Comme l’enfant est sûr de sa mère, parce qu’il se sait aimé d’elle, l’âme dont nous parlons est sûre de Dieu. Elle ne peut douter de sa fidélité à tenir ses promesses : demandez et vous recevrez. Elle ne s’appuie pas sur ses mérites à elle, sur sa fortune personnelle, mais sur les mérites infinis du Sauveur, qui sont à elle ; ainsi la fortune du père est à ses enfants qui n’ont pas encore des biens personnels.
Est-ce que sa fragilité la décourage ? Pas du tout. L’enfant ne se décourage pas à cause de sa faiblesse ; au contraire, il sait que c’est à cause de son impuissance que sa mère est toujours attentive à veiller sur lui. De même Notre-Seigneur veille toujours sur les petits et les pauvres qui se fient à lui. Le Saint-Esprit, qu’il nous a envoyé, est appelé « Pater pauperum ».
Cette âme ne compte que sur Dieu, sur Notre-Seigneur sur la sainte Vierge, et sur ceux qui vivent de Dieu, comme l’enfant n’a confiance qu’en sa mère et dans les personnes auxquelles sa mère elle-même le confie pour un moment.
C’est une confiance entière, même aux heures les plus graves. On se rappelle alors ce que disait sainte Thérèse : « Seigneur, vous voyez tout, vous pouvez tout, et vous m’aimez ».
La seule crainte de cette âme, c’est de ne pas assez aimer Notre-Seigneur, de ne pas s’abandonner assez à Lui.
La CHARITÉ, est l’amour de Dieu pour lui-même, et des âmes en Dieu, pour qu’elles le glorifient dans le temps et dans l’éternité.
Le petit enfant aime sa mère de tout son cœur, plus que les caresses qu’il reçoit d’elle ; il vit de sa mère.
De même l’enfant de Dieu vit de Dieu et l’aime pour lui, à cause de ses infinies perfections qui se déversent en lui. Ce qu’il aime cet enfant, ce n’est pas sa perfection à lui, c’est Dieu même, sur qui il s’appuie.
A cet amour il rapporte tout, c’est un amour délicat, simple, qui inspire la piété filiale, et une grande charité pour le prochain, en tant que celui-ci est aimé de Dieu et appelé à le glorifier éternellement.

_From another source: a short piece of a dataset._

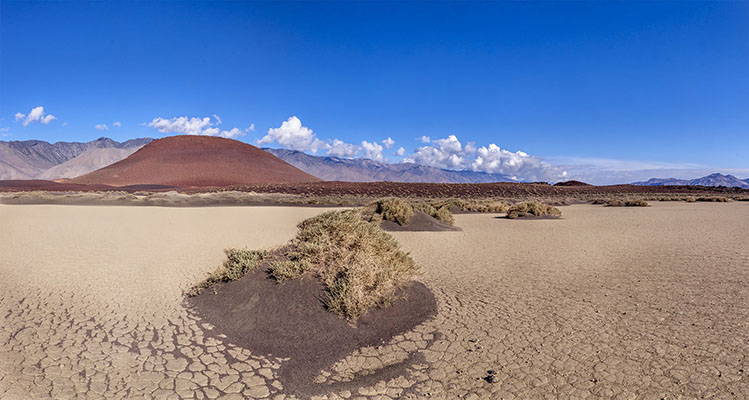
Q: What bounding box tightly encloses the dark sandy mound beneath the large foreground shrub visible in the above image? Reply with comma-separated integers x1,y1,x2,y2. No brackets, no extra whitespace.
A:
187,269,437,394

L’enfant de Dieu est cependant prudent comme il est simple : simple avec Dieu et les âmes de Dieu, il est sous l’inspiration du don de conseil prudent avec ceux en qui on ne peut avoir confiance.
Il est faible, mais aussi il est fort, par le don de force qui s’est manifesté dans les martyrs, jusqu’en des jeune vierges et des vieillards.
Un modèle frappant d’enfance spirituelle se trouve dans une sainte âme arrivée, au milieu des plus grandes difficultés, à une grande intimité avec Notre-Seigneur ; la Vénérable Mère Marie-Thérèse de Soubiran, fondatrice de la Société de Marie Auxiliatrice. Sa vie admirable nous montre la très grande supériorité de la vie surnaturelle pleinement abandonnée à Notre-Seigneur, au-dessus de l’activité naturelle des personnes les mieux douées et les plus énergiques qui s’appuient sur elles- mêmes, qui oublient de demander la bénédiction de Dieu[9].
Cette vie est un commentaire des paroles du Sauveur : Je te rends grâce, ô Père, de ce que tu as caché ces choses aux prudents et aux sages, et de ce que tu les as révélées aux petits.
Notes et références
- ↑ Matt., XVIII, 3.
- ↑ Rom., VIII, 16.
- ↑ Matt., XVIII, 5-4 ; XIX, 14 ; Marc., IX, 32.
- ↑ I Cor., XIV, 20.
- ↑ Traité de l’amour de Dieu, IX, e. 13, 14.
- ↑ Histoire d’une âme ; Souvenirs et conseils, p. 263.
- ↑ Ibid. c. 9.
- ↑ Matt., VI, 32.
- ↑ Maria Teresa de Soubiran (1834-1889) conoscinta dai suoi scritti, lettere e note spirituali, publicate dal P. Monier-Vinard, S. J. Roma, 1938, 2 vol.